2009 Bosnia and Herzegovina Junior BMO TST, 2
Let $a$ , $b$, $c$ and $d$ be positive real numbers such that $a+b+c+d=8$. Prove that $\frac{1}{a}+\frac{1}{b}+\frac{4}{c}+\frac{16}{d}\geq8$
2008 Germany Team Selection Test, 1
Let $ A_0 \equal{} (a_1,\dots,a_n)$ be a finite sequence of real numbers. For each $ k\geq 0$, from the sequence $ A_k \equal{} (x_1,\dots,x_k)$ we construct a new sequence $ A_{k \plus{} 1}$ in the following way.
1. We choose a partition $ \{1,\dots,n\} \equal{} I\cup J$, where $ I$ and $ J$ are two disjoint sets, such that the expression
\[ \left|\sum_{i\in I}x_i \minus{} \sum_{j\in J}x_j\right|
\]
attains the smallest value. (We allow $ I$ or $ J$ to be empty; in this case the corresponding sum is 0.) If there are several such partitions, one is chosen arbitrarily.
2. We set $ A_{k \plus{} 1} \equal{} (y_1,\dots,y_n)$ where $ y_i \equal{} x_i \plus{} 1$ if $ i\in I$, and $ y_i \equal{} x_i \minus{} 1$ if $ i\in J$.

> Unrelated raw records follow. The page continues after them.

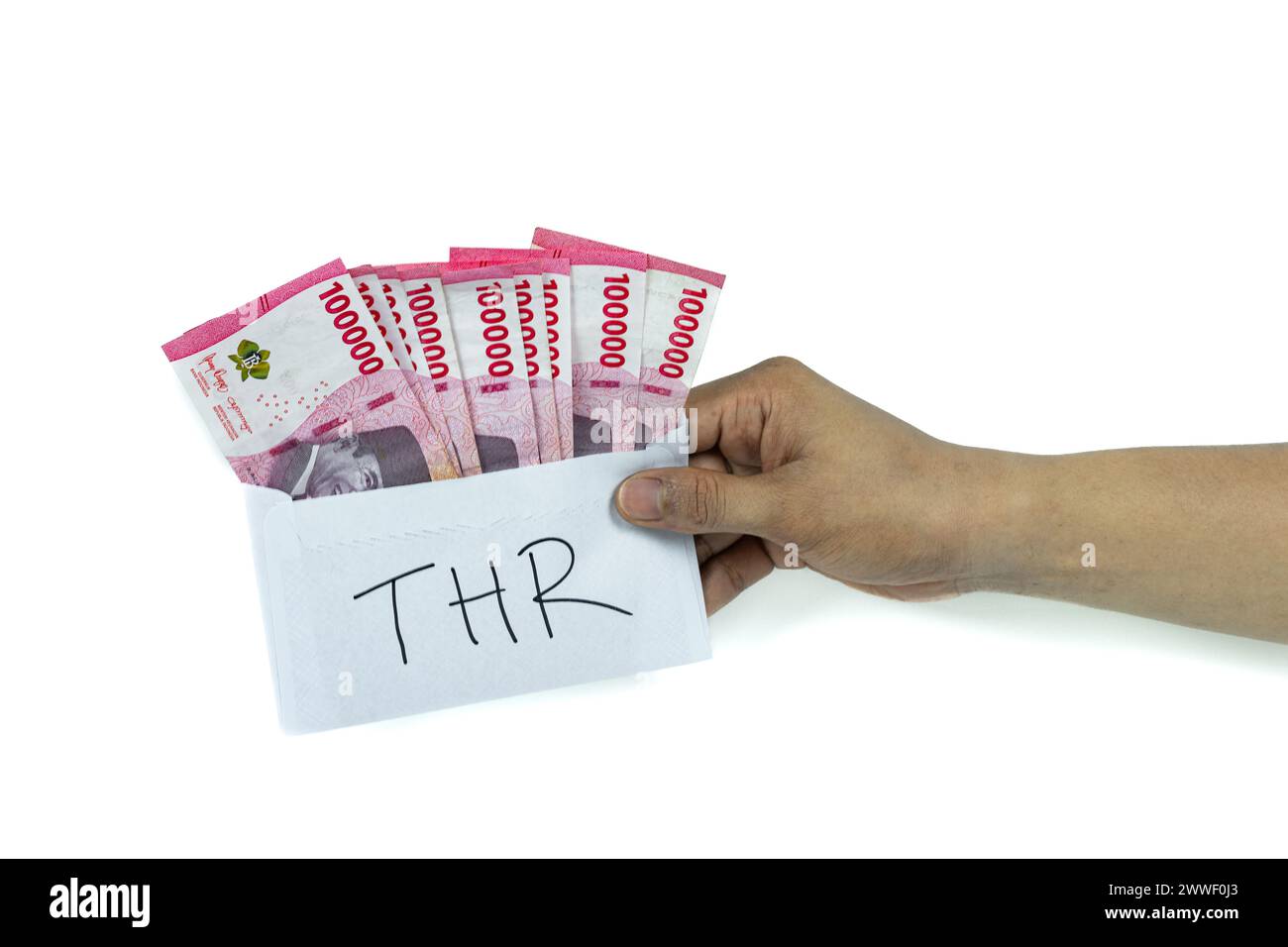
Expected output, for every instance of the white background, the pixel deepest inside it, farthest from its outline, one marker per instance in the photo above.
(1024, 226)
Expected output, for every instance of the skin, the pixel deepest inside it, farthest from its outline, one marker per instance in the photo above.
(343, 467)
(1190, 535)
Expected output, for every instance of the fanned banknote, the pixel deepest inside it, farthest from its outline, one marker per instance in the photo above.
(299, 392)
(481, 305)
(398, 343)
(681, 304)
(608, 292)
(546, 281)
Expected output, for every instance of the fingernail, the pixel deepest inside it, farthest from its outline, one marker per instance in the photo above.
(640, 497)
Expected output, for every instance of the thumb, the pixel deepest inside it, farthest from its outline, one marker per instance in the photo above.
(690, 499)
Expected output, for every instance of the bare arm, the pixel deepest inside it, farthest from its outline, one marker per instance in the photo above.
(790, 466)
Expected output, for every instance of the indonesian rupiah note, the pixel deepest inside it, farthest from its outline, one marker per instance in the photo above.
(681, 304)
(299, 392)
(399, 346)
(438, 367)
(546, 281)
(481, 305)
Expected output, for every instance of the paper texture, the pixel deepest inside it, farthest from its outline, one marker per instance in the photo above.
(326, 571)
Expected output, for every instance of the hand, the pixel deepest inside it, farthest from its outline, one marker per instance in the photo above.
(790, 470)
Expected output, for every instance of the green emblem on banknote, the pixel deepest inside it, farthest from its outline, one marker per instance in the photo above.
(250, 360)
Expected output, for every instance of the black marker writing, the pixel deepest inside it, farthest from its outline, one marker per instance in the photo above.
(393, 596)
(500, 603)
(540, 598)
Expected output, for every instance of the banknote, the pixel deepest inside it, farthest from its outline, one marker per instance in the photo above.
(546, 281)
(481, 307)
(679, 307)
(299, 392)
(442, 368)
(398, 343)
(608, 291)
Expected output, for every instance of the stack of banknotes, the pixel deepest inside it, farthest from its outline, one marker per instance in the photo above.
(351, 379)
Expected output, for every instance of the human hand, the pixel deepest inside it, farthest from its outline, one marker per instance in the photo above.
(790, 470)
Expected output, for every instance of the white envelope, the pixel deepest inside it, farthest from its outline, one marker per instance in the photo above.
(331, 571)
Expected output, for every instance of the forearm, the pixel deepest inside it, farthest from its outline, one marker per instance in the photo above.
(1193, 535)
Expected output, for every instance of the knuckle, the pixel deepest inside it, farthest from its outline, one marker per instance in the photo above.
(734, 578)
(700, 500)
(784, 365)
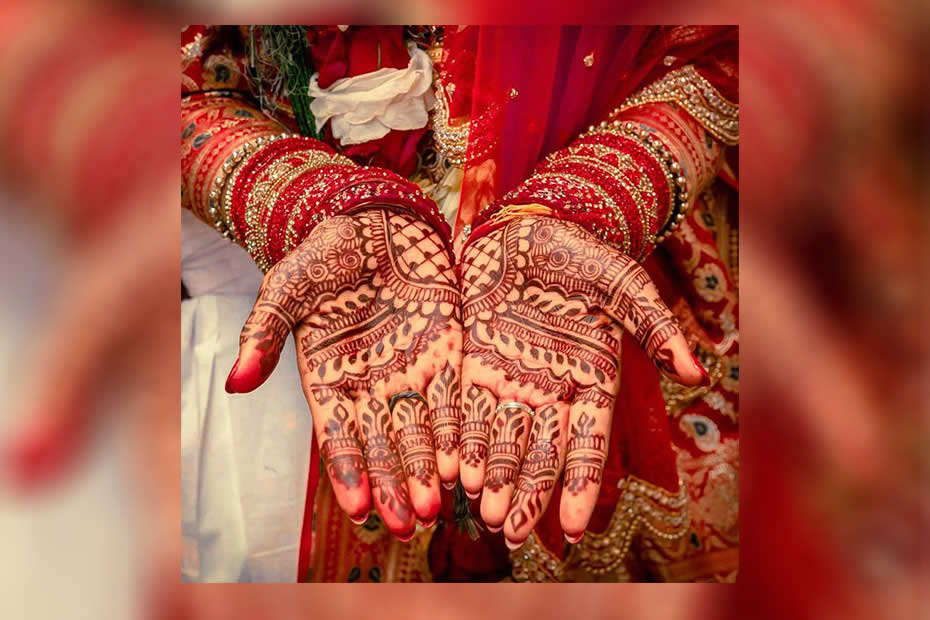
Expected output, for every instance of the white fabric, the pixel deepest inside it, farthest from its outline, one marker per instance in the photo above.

Prove that for some $ k$, the sequence $ A_k$ contains an element $ x$ such that $ |x|\geq\frac n2$.
[i]Author: Omid Hatami, Iran[/i]
2021 Science ON grade IX, 3
Real numbers $a,b,c$ with $0\le a,b,c\le 1$ satisfy the condition
$$a+b+c=1+\sqrt{2(1-a)(1-b)(1-c)}.$$
Prove that
$$\sqrt{1-a^2}+\sqrt{1-b^2}+\sqrt{1-c^2}\le \frac{3\sqrt 3}{2}.$$
[i] (Nora Gavrea)[/i]
2024 Sharygin Geometry Olympiad, 10.3
Let $BE$ and $CF$ be the bisectors of a triangle $ABC$. Prove that $2EF \leq BF + CE$.
2009 India National Olympiad, 6
Let $ a,b,c$ be positive real numbers such that $ a^3 \plus{} b^3 \equal{} c^3$.Prove that:
$ a^2 \plus{} b^2 \minus{} c^2 > 6(c \minus{} a)(c \minus{} b)$.